The robin gives another sharp trill in the tree as if demanding attention. She succeeds as they turn their heads to seek and find her and point her out to the child. “Look, Judith,” they say. “Look at the birdie.” But at two months old my granddaughter is only interested in the warmth of arms and the taste of sweet milk.
My granddaughter. Judith Rose, Jennifer Mycroft. The Jennifer is for me, the Rose for my mother, and Judith, not after the woman, but after the place, Judith’s Acre. Where my daughter has thrived. Where she has been happiest.

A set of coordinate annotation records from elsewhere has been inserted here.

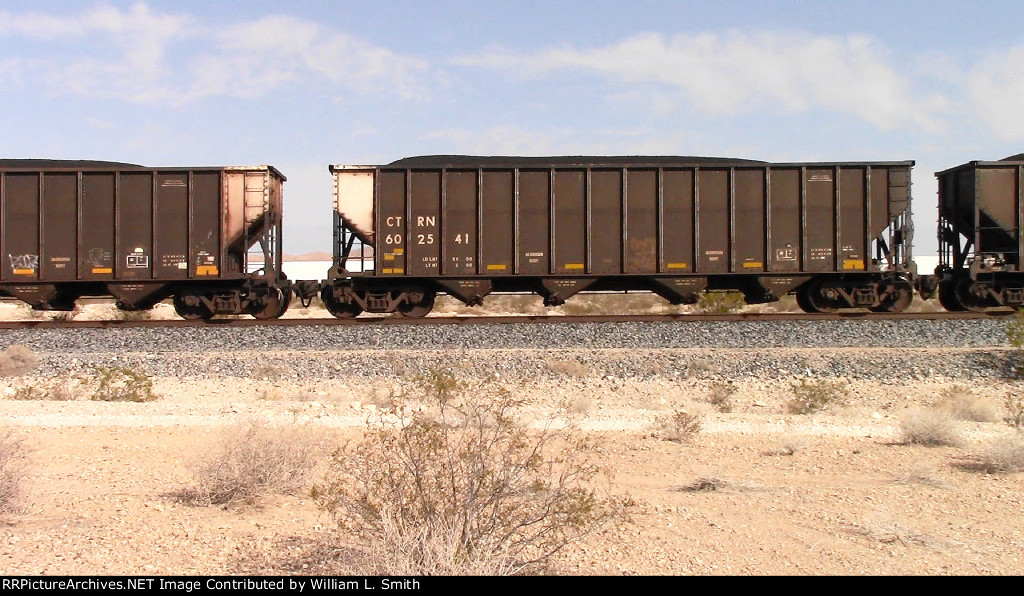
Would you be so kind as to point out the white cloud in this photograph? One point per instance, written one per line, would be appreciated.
(252, 58)
(995, 85)
(739, 73)
(516, 140)
(145, 56)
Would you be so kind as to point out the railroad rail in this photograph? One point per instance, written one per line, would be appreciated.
(503, 320)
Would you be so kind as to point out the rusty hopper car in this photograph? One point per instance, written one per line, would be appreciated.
(838, 235)
(207, 237)
(981, 213)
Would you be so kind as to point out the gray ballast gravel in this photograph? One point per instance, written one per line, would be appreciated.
(833, 334)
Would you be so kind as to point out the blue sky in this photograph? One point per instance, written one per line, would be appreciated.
(300, 85)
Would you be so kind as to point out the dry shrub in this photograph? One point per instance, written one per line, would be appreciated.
(930, 426)
(810, 396)
(1005, 454)
(462, 487)
(122, 384)
(1015, 411)
(17, 360)
(720, 395)
(254, 460)
(965, 406)
(10, 473)
(681, 426)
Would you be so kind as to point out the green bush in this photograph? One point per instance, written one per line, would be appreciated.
(10, 473)
(122, 384)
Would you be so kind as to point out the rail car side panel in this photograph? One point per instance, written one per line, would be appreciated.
(714, 203)
(424, 224)
(819, 219)
(204, 233)
(642, 222)
(749, 221)
(785, 220)
(20, 223)
(852, 231)
(534, 223)
(459, 235)
(497, 227)
(677, 222)
(59, 229)
(605, 222)
(134, 258)
(391, 223)
(568, 239)
(172, 228)
(95, 255)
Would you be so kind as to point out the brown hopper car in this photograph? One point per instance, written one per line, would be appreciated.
(838, 235)
(210, 237)
(981, 214)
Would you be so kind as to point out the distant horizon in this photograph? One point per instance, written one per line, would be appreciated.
(192, 83)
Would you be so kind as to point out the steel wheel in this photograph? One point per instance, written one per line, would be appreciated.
(276, 304)
(967, 298)
(190, 312)
(418, 309)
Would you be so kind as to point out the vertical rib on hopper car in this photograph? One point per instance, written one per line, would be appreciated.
(836, 233)
(142, 235)
(981, 214)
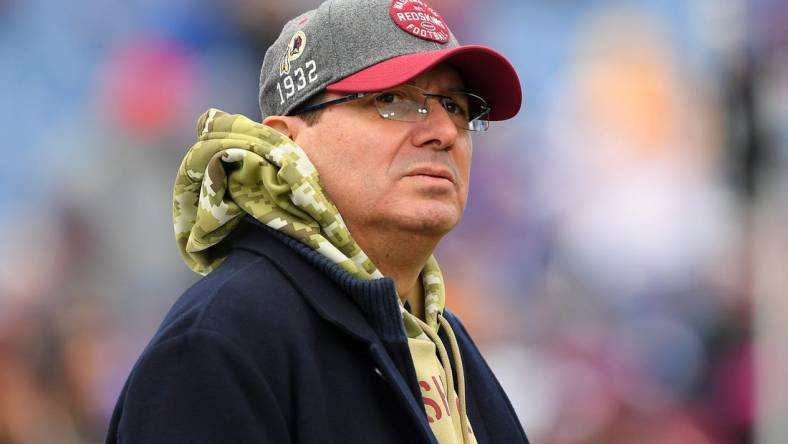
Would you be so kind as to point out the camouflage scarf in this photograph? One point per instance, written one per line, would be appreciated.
(240, 167)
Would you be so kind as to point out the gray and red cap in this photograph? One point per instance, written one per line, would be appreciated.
(373, 45)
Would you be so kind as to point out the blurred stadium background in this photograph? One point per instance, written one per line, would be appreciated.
(622, 262)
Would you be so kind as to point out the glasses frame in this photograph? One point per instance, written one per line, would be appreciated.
(423, 111)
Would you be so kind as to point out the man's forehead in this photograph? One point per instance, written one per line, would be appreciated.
(443, 77)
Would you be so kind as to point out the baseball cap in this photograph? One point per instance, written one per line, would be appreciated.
(373, 45)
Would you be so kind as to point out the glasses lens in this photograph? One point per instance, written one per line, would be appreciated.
(403, 104)
(468, 111)
(407, 104)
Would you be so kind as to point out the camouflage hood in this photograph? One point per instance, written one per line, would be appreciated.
(240, 167)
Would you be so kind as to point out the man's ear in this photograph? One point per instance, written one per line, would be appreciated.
(287, 125)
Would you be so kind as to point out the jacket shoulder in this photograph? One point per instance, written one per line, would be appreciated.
(245, 299)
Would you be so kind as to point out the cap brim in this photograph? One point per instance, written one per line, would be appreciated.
(485, 72)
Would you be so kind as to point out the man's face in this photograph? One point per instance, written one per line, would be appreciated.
(384, 174)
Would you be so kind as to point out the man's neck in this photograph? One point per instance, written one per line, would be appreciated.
(401, 257)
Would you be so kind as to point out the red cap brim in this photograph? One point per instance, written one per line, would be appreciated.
(485, 71)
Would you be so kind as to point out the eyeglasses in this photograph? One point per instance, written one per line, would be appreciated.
(408, 103)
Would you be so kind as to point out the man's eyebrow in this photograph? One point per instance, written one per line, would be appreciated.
(454, 87)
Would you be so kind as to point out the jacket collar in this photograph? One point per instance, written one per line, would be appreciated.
(372, 308)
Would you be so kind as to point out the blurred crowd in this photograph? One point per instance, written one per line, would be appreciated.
(621, 261)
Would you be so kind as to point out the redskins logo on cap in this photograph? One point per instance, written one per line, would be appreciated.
(418, 18)
(295, 48)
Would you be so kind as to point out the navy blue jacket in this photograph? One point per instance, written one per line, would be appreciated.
(278, 345)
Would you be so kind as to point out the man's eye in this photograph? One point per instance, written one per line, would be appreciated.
(453, 107)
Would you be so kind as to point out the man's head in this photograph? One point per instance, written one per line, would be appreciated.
(386, 167)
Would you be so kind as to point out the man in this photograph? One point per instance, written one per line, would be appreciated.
(321, 318)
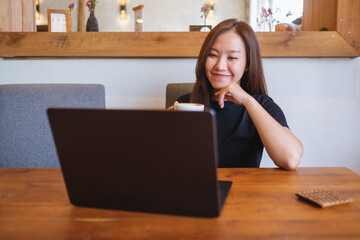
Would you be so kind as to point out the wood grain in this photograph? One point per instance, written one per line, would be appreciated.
(164, 44)
(261, 204)
(17, 16)
(318, 14)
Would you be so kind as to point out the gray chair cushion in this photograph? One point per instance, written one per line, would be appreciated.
(25, 135)
(175, 90)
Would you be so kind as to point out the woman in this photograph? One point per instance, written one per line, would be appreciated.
(230, 80)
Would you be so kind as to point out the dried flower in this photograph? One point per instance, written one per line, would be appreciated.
(72, 6)
(91, 5)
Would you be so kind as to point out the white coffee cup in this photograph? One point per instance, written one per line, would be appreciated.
(189, 107)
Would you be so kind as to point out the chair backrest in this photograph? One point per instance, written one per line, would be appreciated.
(25, 135)
(175, 90)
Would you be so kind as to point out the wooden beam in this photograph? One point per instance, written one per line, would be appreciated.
(348, 22)
(164, 44)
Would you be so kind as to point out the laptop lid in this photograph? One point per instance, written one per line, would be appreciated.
(139, 160)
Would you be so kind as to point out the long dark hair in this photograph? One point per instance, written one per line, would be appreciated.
(252, 81)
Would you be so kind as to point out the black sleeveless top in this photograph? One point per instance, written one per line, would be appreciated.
(239, 144)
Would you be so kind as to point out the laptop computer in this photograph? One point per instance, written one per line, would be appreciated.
(140, 160)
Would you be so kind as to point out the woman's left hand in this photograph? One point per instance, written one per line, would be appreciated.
(232, 92)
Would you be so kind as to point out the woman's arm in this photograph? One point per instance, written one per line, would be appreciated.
(283, 147)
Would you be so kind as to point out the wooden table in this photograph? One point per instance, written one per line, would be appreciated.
(261, 204)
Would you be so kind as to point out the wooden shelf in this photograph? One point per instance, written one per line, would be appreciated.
(163, 44)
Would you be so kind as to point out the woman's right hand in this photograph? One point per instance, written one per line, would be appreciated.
(172, 107)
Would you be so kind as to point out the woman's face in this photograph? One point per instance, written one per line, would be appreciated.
(226, 61)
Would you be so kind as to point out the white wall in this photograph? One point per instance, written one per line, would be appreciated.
(159, 15)
(320, 97)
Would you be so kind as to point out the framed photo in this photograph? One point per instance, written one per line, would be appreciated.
(58, 20)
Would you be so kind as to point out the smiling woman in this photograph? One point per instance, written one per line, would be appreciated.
(230, 80)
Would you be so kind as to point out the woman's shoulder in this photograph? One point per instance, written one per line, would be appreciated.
(261, 97)
(184, 98)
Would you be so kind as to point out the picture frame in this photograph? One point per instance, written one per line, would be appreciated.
(58, 20)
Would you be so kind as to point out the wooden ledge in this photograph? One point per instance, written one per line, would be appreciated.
(163, 44)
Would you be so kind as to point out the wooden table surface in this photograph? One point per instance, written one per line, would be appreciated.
(261, 204)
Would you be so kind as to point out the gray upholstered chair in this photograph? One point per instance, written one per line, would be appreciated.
(25, 135)
(175, 90)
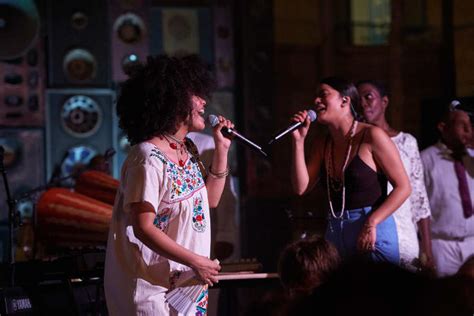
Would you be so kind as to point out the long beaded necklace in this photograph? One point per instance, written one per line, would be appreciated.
(331, 182)
(177, 145)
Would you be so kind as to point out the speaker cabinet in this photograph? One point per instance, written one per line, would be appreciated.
(182, 30)
(129, 35)
(24, 164)
(21, 89)
(78, 43)
(80, 125)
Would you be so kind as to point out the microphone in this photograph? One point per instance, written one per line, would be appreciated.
(312, 116)
(214, 120)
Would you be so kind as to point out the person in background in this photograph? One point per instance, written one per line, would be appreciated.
(160, 228)
(305, 264)
(449, 178)
(414, 212)
(354, 161)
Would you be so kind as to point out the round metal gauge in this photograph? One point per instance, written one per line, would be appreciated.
(81, 116)
(79, 65)
(130, 28)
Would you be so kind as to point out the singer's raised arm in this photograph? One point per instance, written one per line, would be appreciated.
(303, 175)
(219, 169)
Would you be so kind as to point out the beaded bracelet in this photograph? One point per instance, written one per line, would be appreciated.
(219, 175)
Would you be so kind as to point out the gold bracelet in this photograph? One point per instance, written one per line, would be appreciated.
(219, 175)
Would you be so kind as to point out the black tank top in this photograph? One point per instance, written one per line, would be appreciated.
(364, 186)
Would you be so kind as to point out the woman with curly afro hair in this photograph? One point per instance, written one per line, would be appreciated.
(160, 231)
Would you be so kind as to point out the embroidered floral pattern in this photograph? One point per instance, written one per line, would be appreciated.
(201, 303)
(184, 180)
(162, 219)
(199, 221)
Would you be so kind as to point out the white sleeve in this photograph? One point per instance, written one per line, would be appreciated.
(143, 183)
(419, 197)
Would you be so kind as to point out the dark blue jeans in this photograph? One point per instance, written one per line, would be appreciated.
(344, 232)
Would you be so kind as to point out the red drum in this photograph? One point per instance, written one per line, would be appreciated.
(66, 218)
(97, 185)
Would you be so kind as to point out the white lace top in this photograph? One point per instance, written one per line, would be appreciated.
(416, 206)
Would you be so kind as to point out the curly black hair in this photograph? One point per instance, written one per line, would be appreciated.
(157, 96)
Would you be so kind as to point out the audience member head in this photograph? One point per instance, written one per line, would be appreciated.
(374, 100)
(455, 127)
(307, 263)
(158, 95)
(335, 91)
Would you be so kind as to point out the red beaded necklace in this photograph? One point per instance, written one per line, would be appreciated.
(179, 146)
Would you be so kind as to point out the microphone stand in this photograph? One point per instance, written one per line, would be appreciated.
(12, 219)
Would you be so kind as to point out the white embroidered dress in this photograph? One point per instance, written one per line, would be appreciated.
(416, 207)
(137, 278)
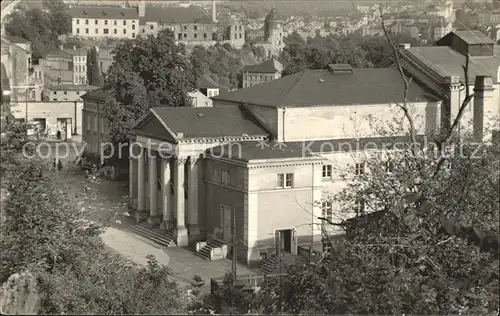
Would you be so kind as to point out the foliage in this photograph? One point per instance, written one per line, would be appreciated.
(224, 63)
(40, 26)
(18, 295)
(93, 72)
(403, 262)
(48, 233)
(146, 72)
(318, 52)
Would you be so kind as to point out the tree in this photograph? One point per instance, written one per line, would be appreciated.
(406, 255)
(48, 234)
(146, 72)
(93, 71)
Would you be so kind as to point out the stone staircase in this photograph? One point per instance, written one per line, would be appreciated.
(273, 265)
(212, 250)
(143, 229)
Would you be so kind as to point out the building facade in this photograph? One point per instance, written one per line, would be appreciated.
(266, 71)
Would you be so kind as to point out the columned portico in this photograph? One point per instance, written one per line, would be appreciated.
(193, 227)
(181, 232)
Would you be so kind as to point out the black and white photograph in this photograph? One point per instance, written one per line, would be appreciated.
(233, 157)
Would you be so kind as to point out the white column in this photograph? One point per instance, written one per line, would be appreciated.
(132, 177)
(181, 231)
(165, 193)
(153, 189)
(140, 181)
(193, 196)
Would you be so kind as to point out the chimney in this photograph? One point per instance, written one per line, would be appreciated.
(483, 103)
(214, 12)
(141, 9)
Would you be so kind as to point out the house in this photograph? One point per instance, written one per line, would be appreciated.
(260, 161)
(440, 68)
(269, 70)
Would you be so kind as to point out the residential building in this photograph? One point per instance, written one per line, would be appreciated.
(264, 155)
(273, 34)
(69, 92)
(104, 22)
(254, 74)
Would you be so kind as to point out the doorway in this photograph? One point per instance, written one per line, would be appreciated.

My beloved Bee. My darling. My beginning. My end. She’ll be back soon, I heard Ed say. Gone to the village of Watchet – “Watch iiiit!” he warns the woman in jest, in what seems to be a familiar joke – to meet her friends from school for coffee. He laughed about how once they couldn’t keep her in but since Judith’s arrival they cannot get her out. I understand that too. The love, the sheer adoration that you can feel when your child finally leaves the sanctuary of your body and you are torn between wanting her to go back where it’s safe, and the want – the need – to look at her beauty every hour God sends. To drink her in, to find looking away unbearable in case you miss something, the tiniest thing, to need to touch and smell and nuzzle and nurse. After that, there is nothing that can make you as happy again. I know that my Bee understands that now too. That she knows that this is instinct. That this is how every woman feels about her daughter. How I felt about her.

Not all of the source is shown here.